Erik si spogliò completamente. L’erezione era calata. Si mise davanti al primo cadavere appeso a un’estremità della struttura e incominciò a pisciare. Non aveva svuotato la vescica prima del combattimento, come facevano ogni volta quando combattevano, per evitare che un colpo accidentale facesse scoppiare la vescica. Se fosse successo non sarebbe cambiato molto: lo avrebbe finito uno dei guerrieri. Diresse il getto sulla faccia di Brage e poi proseguì, spostandosi, in modo da pisciare sui visi di tutti gli uomini appesi. Torgil e i due aiutanti non dissero nulla. Erik aveva vinto e aveva il diritto di oltraggiare i corpi degli avversari uccisi.

Quando ebbe finito Erik si accarezzò il cazzo, che gli si irrigidì in fretta. Allora aprì l’anello che aveva portato con sé, appeso alla collana che aveva al collo, e lo chiuse alla base del cazzo: sarebbe crepato con il cazzo duro. Poi applicò l’altro anello ai coglioni. Guardò ancora i cadaveri appesi, guardò il posto in cui sarebbe stato appeso il suo, poi si voltò.

 

Raggiunse l’altare e si distese. L’asse era un po’ inclinato, per cui la testa era più in basso rispetto ai piedi. Il sangue sarebbe defluito, riempiendo la coppa che Torgil aveva posato su uno sgabello all’estremità dell’altare.

Erik guardò l’ascia nelle mani del sacerdote, la lama che gli avrebbe reciso il collo, dandogli la morte.

Lars alzò l’ascia, la appoggiò sul petto di Erik, poi la sollevò e la calò con un movimento deciso, che squarciò il collo di Erik, senza recidere completamente la testa.

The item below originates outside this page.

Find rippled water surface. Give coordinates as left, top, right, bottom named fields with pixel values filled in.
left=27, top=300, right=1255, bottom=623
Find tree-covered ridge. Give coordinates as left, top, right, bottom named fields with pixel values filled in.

Il dolore fu violento, ma di breve durata. Il guerriero sprofondò nel nulla.

 

Styr e Knut presero il cadavere e lo portarono ai pali. Lo appesero accanto agli altri. Era l’unico a non avere grandi ferite sul corpo, a parte quella al collo, che sembrava una grande bocca aperta. Era anche l’unico ad avere il cazzo perfettamente teso.

 

Tornarono da Torgil.

Styr si distese sull’altare e Torgil tagliò anche a lui la gola. Knut, che era molto forte, non ebbe difficoltà a trasportare e attaccare il corpo di Styr accanto agli altri.

Rimaneva solo Knut. Se Knut fosse stato sacrificato sull’altare, Torgil non sarebbe riuscito a sollevarlo e appenderlo da solo, per cui Knut, come avevano deciso, si arrampicò sul palo, si legò la corda ai piedi e si lasciò cadere. Ora penzolava, appeso per i piedi, unico vivo tra diciannove cadaveri.

Torgil si avvicinò e con la lama gli recise la carotide. Il corpo ebbe un breve movimento convulso, prima di rimanere immobile.

 

Torgil guardò i venti cadaveri appesi. La nuvola avrebbe rallentato, forse bloccato completamente, la decomposizione: i corpi visibili attraverso le telecamere ancora funzionanti negli altri continenti apparivano intatti; gli scienziati dicevano che anche i microorganismi venivano uccisi dalla nuvola, per cui i cadaveri non si decomponevano. Sarebbero rimasti quei venti corpi nudi di fronte al mare, venti maschi vigorosi.

Torgil sorrise. Raggiunse l’estremità della scogliera. Il sole stava calando e a sud si vedeva la massa della nuvola che ormai copriva una vasta area del cielo. Quando il sole scomparve oltre l’orizzonte, Torgil fece due passi avanti e si lasciò cadere nell’abisso.